Lá, pelo menos, Sua Providência é visível. Ficamos, portanto, com Jó se curvando em humildade diante da grandeza de Deus, e daí derivando uma espécie de liberdade e capacidade de suportar seu destino. A origem do mal não é explicada. Que vem de Satanás não pode ser o significado do poeta; embora ele tenha usado o Volksbuch para dar o cenário para seu poema.

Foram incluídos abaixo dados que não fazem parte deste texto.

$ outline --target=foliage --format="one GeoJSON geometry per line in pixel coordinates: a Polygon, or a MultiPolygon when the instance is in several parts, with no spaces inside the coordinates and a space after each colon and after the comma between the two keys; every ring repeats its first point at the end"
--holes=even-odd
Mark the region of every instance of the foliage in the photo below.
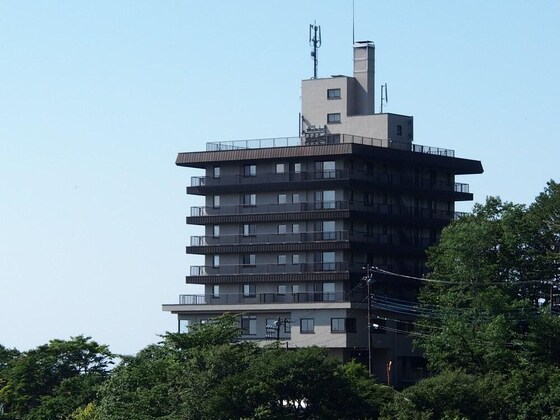
{"type": "Polygon", "coordinates": [[[525,207],[488,198],[447,227],[429,250],[416,343],[434,371],[502,372],[560,363],[550,316],[558,281],[560,187],[525,207]],[[546,359],[546,360],[545,360],[546,359]]]}
{"type": "Polygon", "coordinates": [[[168,334],[123,361],[100,391],[100,418],[377,417],[390,391],[363,366],[343,366],[319,348],[239,343],[232,319],[168,334]]]}
{"type": "Polygon", "coordinates": [[[84,336],[19,353],[0,372],[3,418],[65,418],[95,398],[112,357],[106,346],[84,336]]]}

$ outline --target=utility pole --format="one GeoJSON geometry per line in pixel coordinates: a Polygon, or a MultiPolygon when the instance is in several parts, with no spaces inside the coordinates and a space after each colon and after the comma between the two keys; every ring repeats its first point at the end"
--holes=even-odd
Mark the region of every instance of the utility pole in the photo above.
{"type": "Polygon", "coordinates": [[[373,339],[371,336],[371,328],[373,324],[371,323],[371,284],[373,283],[373,274],[371,273],[371,265],[366,265],[364,267],[366,270],[366,276],[363,278],[367,284],[367,293],[368,293],[368,370],[369,374],[373,374],[373,367],[372,367],[372,352],[373,352],[373,339]]]}

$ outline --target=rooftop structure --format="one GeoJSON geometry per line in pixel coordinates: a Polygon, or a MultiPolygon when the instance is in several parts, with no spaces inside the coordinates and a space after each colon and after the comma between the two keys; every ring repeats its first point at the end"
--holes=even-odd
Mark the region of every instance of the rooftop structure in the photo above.
{"type": "Polygon", "coordinates": [[[354,45],[353,77],[303,81],[298,137],[208,143],[176,164],[204,171],[187,193],[205,200],[187,217],[201,228],[187,252],[203,263],[186,278],[204,293],[163,305],[179,330],[237,313],[244,339],[365,363],[369,330],[374,374],[391,362],[392,384],[422,376],[414,317],[396,310],[419,287],[404,276],[425,274],[425,249],[473,198],[456,175],[482,165],[414,144],[410,116],[375,114],[371,42],[354,45]],[[378,268],[369,326],[364,267],[378,268]]]}

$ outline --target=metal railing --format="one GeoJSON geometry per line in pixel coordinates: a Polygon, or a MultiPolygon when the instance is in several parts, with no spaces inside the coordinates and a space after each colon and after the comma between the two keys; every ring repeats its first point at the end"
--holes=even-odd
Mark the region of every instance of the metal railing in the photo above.
{"type": "Polygon", "coordinates": [[[245,274],[294,274],[316,272],[348,272],[348,262],[315,262],[299,264],[220,264],[192,265],[191,276],[245,275],[245,274]]]}
{"type": "Polygon", "coordinates": [[[191,246],[251,245],[290,242],[347,241],[348,231],[191,236],[191,246]]]}
{"type": "Polygon", "coordinates": [[[362,302],[363,291],[353,292],[301,292],[301,293],[220,293],[219,295],[179,295],[180,305],[242,305],[269,303],[309,303],[309,302],[362,302]]]}
{"type": "Polygon", "coordinates": [[[255,206],[233,205],[220,207],[191,207],[191,217],[230,216],[240,214],[304,213],[319,210],[355,210],[391,216],[421,217],[435,220],[451,220],[454,213],[447,210],[429,209],[396,204],[377,204],[363,201],[323,201],[286,204],[257,204],[255,206]]]}
{"type": "MultiPolygon", "coordinates": [[[[337,144],[337,143],[356,143],[365,144],[376,147],[391,147],[401,150],[409,150],[415,153],[425,153],[430,155],[454,157],[455,151],[444,149],[441,147],[423,146],[420,144],[412,144],[408,142],[392,141],[391,139],[378,139],[372,137],[353,136],[350,134],[328,134],[325,141],[317,142],[318,144],[337,144]]],[[[249,139],[249,140],[232,140],[207,142],[206,150],[222,151],[222,150],[241,150],[241,149],[265,149],[273,147],[293,147],[302,146],[304,143],[300,137],[279,137],[268,139],[249,139]]]]}
{"type": "Polygon", "coordinates": [[[469,185],[463,183],[451,183],[447,181],[435,181],[429,178],[417,178],[410,175],[387,174],[387,173],[368,173],[366,171],[356,171],[351,169],[335,169],[325,171],[305,171],[305,172],[285,172],[285,173],[264,173],[257,176],[225,176],[220,178],[193,176],[191,177],[191,187],[208,186],[230,186],[230,185],[256,185],[286,182],[320,181],[320,180],[349,180],[372,182],[382,185],[394,185],[403,187],[421,187],[437,191],[455,191],[468,193],[469,185]]]}

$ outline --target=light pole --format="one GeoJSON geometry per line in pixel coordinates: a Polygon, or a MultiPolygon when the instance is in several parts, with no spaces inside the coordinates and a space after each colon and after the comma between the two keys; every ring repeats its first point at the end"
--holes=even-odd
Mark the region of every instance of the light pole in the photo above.
{"type": "Polygon", "coordinates": [[[373,373],[371,354],[373,351],[373,339],[371,337],[371,283],[373,282],[373,274],[371,274],[371,266],[368,264],[363,267],[366,270],[366,276],[363,278],[367,284],[368,291],[368,370],[370,376],[373,373]]]}

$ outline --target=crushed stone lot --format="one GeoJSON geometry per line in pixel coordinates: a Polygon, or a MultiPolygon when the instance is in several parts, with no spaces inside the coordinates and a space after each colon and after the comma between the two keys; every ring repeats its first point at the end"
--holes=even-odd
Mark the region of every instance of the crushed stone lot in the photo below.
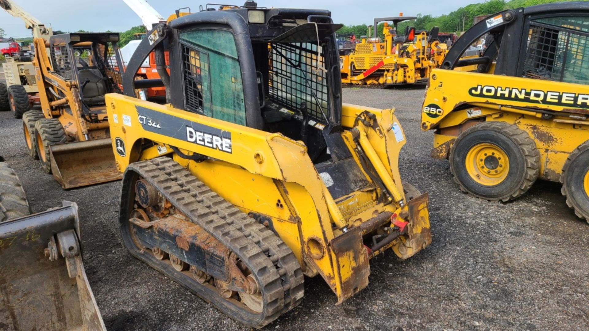
{"type": "MultiPolygon", "coordinates": [[[[433,242],[401,261],[371,261],[368,286],[340,305],[319,277],[302,303],[266,329],[589,330],[589,224],[558,183],[537,182],[521,198],[492,203],[461,193],[447,161],[429,157],[419,128],[422,87],[345,88],[345,102],[395,107],[407,138],[401,176],[429,193],[433,242]]],[[[86,272],[108,330],[246,330],[133,258],[119,239],[120,182],[64,191],[27,153],[20,120],[0,112],[3,156],[34,212],[75,201],[86,272]]]]}

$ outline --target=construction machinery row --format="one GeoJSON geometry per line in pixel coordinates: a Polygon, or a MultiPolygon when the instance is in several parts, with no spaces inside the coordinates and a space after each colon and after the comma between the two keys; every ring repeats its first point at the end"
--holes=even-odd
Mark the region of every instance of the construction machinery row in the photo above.
{"type": "MultiPolygon", "coordinates": [[[[231,318],[261,327],[301,302],[305,276],[320,276],[340,303],[368,286],[371,259],[389,249],[407,259],[431,243],[428,196],[399,174],[406,137],[394,108],[342,101],[335,35],[342,25],[329,11],[247,1],[163,20],[144,0],[125,2],[151,25],[128,61],[117,34],[35,38],[41,110],[25,112],[23,125],[31,156],[64,188],[122,176],[118,225],[131,254],[231,318]],[[150,58],[159,78],[138,79],[150,58]],[[154,88],[165,101],[140,93],[154,88]]],[[[23,12],[12,0],[0,6],[23,12]]],[[[386,73],[378,74],[382,81],[366,77],[383,84],[431,77],[421,127],[435,130],[432,155],[449,158],[464,190],[507,201],[537,178],[561,180],[570,204],[587,217],[587,16],[584,4],[505,11],[475,25],[426,71],[408,76],[411,69],[388,63],[397,80],[392,73],[390,81],[386,73]],[[465,57],[485,34],[492,38],[484,54],[465,57]],[[472,67],[477,72],[455,69],[472,67]]],[[[443,49],[435,29],[407,32],[393,39],[385,26],[384,43],[363,44],[375,41],[381,57],[443,49]]],[[[23,207],[26,200],[18,201],[23,207]]],[[[48,216],[24,219],[45,229],[35,243],[20,239],[33,234],[13,234],[17,228],[0,223],[0,243],[14,237],[19,245],[10,251],[0,244],[0,254],[9,254],[3,260],[45,247],[51,261],[61,254],[80,286],[85,274],[73,206],[54,210],[69,213],[59,220],[73,220],[58,231],[48,216]],[[65,230],[67,237],[55,234],[65,230]]],[[[9,222],[28,224],[23,219],[9,222]]],[[[13,284],[30,272],[22,269],[9,274],[13,284]]],[[[77,309],[97,314],[89,288],[77,293],[77,309]]],[[[28,311],[0,306],[10,313],[9,330],[19,320],[34,323],[28,311]]],[[[45,313],[38,313],[39,323],[62,322],[45,313]]],[[[82,329],[104,328],[100,315],[84,316],[82,329]]]]}

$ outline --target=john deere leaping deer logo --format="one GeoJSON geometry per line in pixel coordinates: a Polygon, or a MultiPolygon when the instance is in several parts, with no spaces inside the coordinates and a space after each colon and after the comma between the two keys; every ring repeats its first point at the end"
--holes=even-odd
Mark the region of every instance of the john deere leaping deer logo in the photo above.
{"type": "Polygon", "coordinates": [[[117,154],[121,156],[127,155],[127,150],[125,149],[125,142],[120,138],[116,138],[114,140],[115,146],[117,147],[117,154]]]}

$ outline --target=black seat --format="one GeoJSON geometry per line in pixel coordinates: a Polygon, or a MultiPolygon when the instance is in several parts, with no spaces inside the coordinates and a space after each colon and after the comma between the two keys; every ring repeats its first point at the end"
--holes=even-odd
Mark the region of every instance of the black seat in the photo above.
{"type": "Polygon", "coordinates": [[[84,87],[82,94],[84,102],[104,103],[104,95],[107,93],[107,85],[100,70],[98,69],[81,69],[78,71],[80,86],[84,87]],[[88,82],[86,83],[86,80],[88,82]],[[85,86],[84,86],[85,84],[85,86]],[[102,97],[98,98],[98,97],[102,97]]]}
{"type": "Polygon", "coordinates": [[[395,38],[396,44],[405,44],[409,41],[413,41],[415,38],[415,27],[407,27],[405,28],[405,35],[398,37],[395,38]]]}

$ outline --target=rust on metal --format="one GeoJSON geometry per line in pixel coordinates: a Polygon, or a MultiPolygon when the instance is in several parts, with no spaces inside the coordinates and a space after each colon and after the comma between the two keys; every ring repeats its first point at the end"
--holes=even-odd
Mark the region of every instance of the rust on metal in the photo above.
{"type": "Polygon", "coordinates": [[[49,146],[53,176],[64,188],[114,180],[117,170],[110,138],[66,143],[49,146]]]}
{"type": "Polygon", "coordinates": [[[386,223],[391,223],[391,217],[392,216],[393,213],[391,211],[383,211],[374,217],[366,220],[365,222],[360,223],[360,229],[362,235],[370,233],[386,223]]]}
{"type": "Polygon", "coordinates": [[[450,147],[454,144],[454,141],[455,141],[455,138],[452,139],[452,140],[442,144],[437,147],[432,148],[432,152],[429,154],[429,156],[431,157],[432,158],[436,158],[438,160],[448,160],[448,157],[450,155],[450,147]]]}
{"type": "Polygon", "coordinates": [[[243,272],[237,264],[237,257],[223,243],[205,231],[197,224],[185,220],[186,217],[178,214],[170,215],[164,219],[157,219],[151,222],[143,222],[145,224],[137,224],[143,221],[138,221],[136,219],[131,219],[130,221],[133,224],[146,225],[148,223],[153,227],[153,231],[158,234],[160,241],[166,242],[166,238],[173,239],[173,243],[168,243],[166,247],[159,247],[168,251],[171,256],[173,255],[178,260],[201,269],[205,266],[206,270],[201,271],[214,276],[219,282],[217,284],[220,289],[251,292],[252,284],[248,281],[243,272]],[[176,254],[173,250],[169,249],[177,247],[186,253],[184,254],[176,254]],[[193,263],[196,261],[183,260],[183,256],[191,256],[199,259],[198,263],[193,263]],[[209,258],[204,257],[208,256],[209,258]],[[220,265],[214,266],[214,271],[209,270],[211,265],[209,262],[211,260],[218,262],[220,265]]]}
{"type": "Polygon", "coordinates": [[[408,259],[432,243],[428,213],[429,195],[423,194],[411,200],[407,204],[409,208],[409,224],[407,225],[408,237],[401,245],[399,253],[401,259],[408,259]]]}
{"type": "Polygon", "coordinates": [[[359,227],[336,237],[329,242],[329,245],[335,254],[334,262],[341,280],[341,294],[337,297],[337,304],[340,304],[368,285],[370,275],[368,254],[362,242],[359,227]],[[349,275],[343,279],[342,269],[351,269],[349,275]]]}

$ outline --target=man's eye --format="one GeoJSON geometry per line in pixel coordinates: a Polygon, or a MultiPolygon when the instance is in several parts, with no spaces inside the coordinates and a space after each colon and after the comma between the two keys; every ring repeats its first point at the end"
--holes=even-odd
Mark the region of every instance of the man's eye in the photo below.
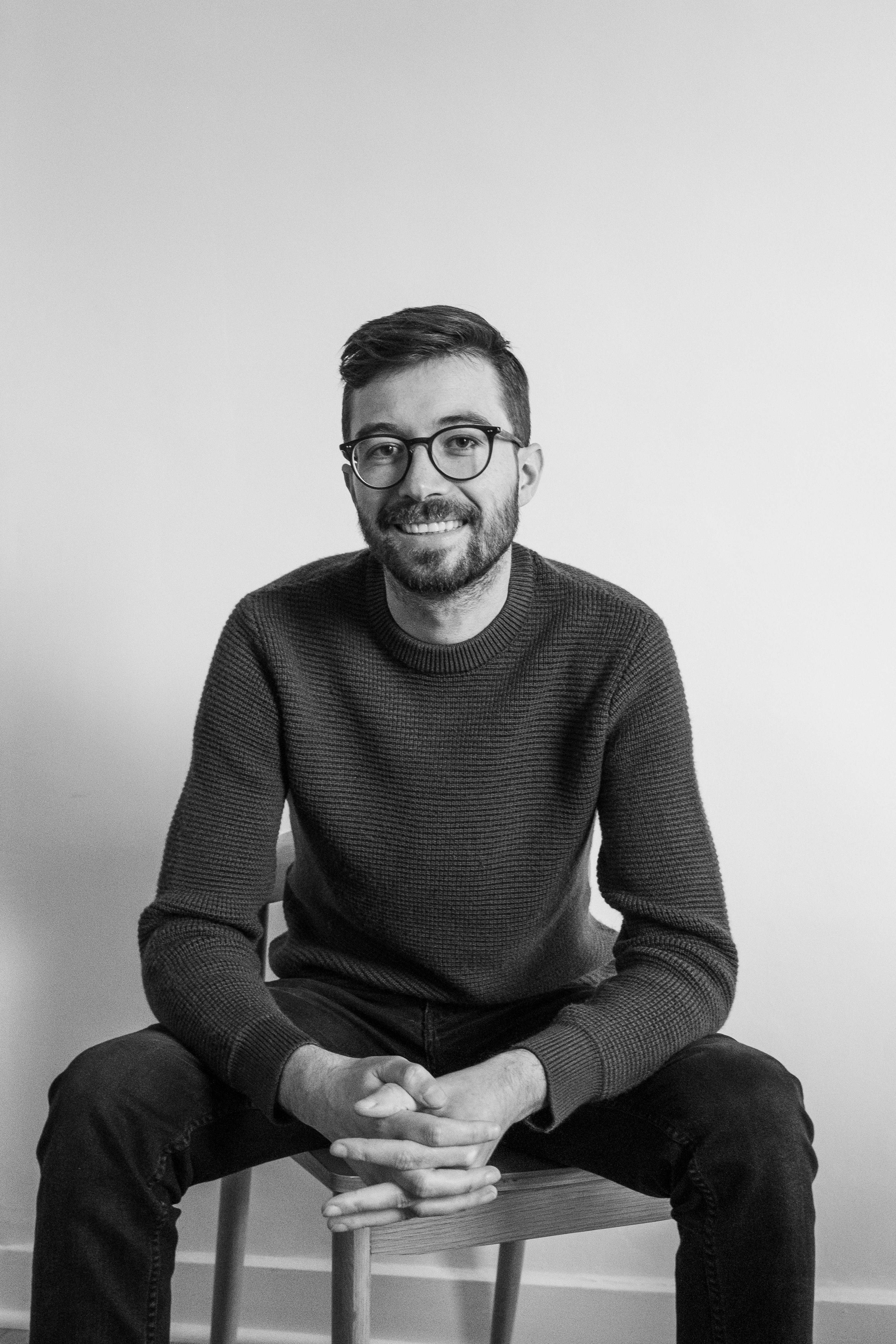
{"type": "Polygon", "coordinates": [[[361,448],[361,457],[367,462],[388,462],[392,457],[400,453],[400,444],[392,444],[386,439],[382,444],[365,444],[361,448]]]}
{"type": "Polygon", "coordinates": [[[477,446],[477,441],[469,434],[451,434],[451,437],[445,441],[445,448],[449,453],[472,453],[477,446]]]}

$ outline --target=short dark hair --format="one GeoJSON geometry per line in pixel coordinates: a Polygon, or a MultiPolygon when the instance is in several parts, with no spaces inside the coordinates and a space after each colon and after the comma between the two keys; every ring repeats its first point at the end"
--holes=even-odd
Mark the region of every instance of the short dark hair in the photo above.
{"type": "Polygon", "coordinates": [[[523,364],[500,331],[478,313],[447,304],[429,308],[402,308],[388,317],[364,323],[345,341],[339,371],[345,383],[343,392],[343,437],[351,434],[351,399],[359,387],[367,387],[383,374],[394,374],[426,359],[446,355],[480,355],[494,368],[501,384],[504,405],[517,438],[529,442],[529,380],[523,364]]]}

Os discursos de Eliú parecem ser um acréscimo ao poema original. Eliú não é mencionado em nenhuma outra parte do livro, e ele repete o ponto de vista dos amigos praticamente sem diferença. Parece não haver espaço para seus discursos entre o desafio de Jó ( Jó 31:35 ) e a resposta Divina ( Jó 38:1 f.

) Elihu cita os oradores anteriores tão minuciosamente a ponto de sugerir um leitor do poema em vez de um ouvinte para o debate. Além disso, sua linguagem é diferente da do resto do livro. É fortemente marcado por aramaismos e usa palavras que raramente ou nunca ocorrem em outras partes do poema (Peake).

O poema sobre Sabedoria (Sb 28) não tem conexão com o contexto e também deve ser considerado como um acréscimo. É geralmente aceito também que Jó 40:15 a Jó 41:34 em Behemoth e Leviathan não é uma parte original dos discursos Divinos. Veja o comentário, ao qual o leitor também é encaminhado para a discussão de outras inserções e deslocamentos menores.

No que diz respeito à origem da história original de Jó, é claro que mesmo no Volksbuch estamos lidando com saga, não com história; como o caráter ideal da prosperidade original de Jó, de seus infortúnios e sua demonstração de restauração (veja o comentário). Obviamente, uma base histórica para a história não é tornada impossível. Ezequiel 14:14 ; Ezequiel 14:20 mostra um conhecimento da história, talvez do Volksbuch.

Literatura. Comentários: (a ) Davidson (CB); Peake (Cent.B), Strahan; ( b ) Davidson, Commentary (on 1-14), 1862; ( c ) Dillmann, Budde (HK), Duhm (KHC). Outra Literatura: Cheyne, Job and Solomon; Peake, The Problem of Suffering in the OT; JE M- 'Fadyen, The Problem of Pain; artigos em HDB, HSDB, EBi, EB 11 e Dicionário Bíblico Padrão.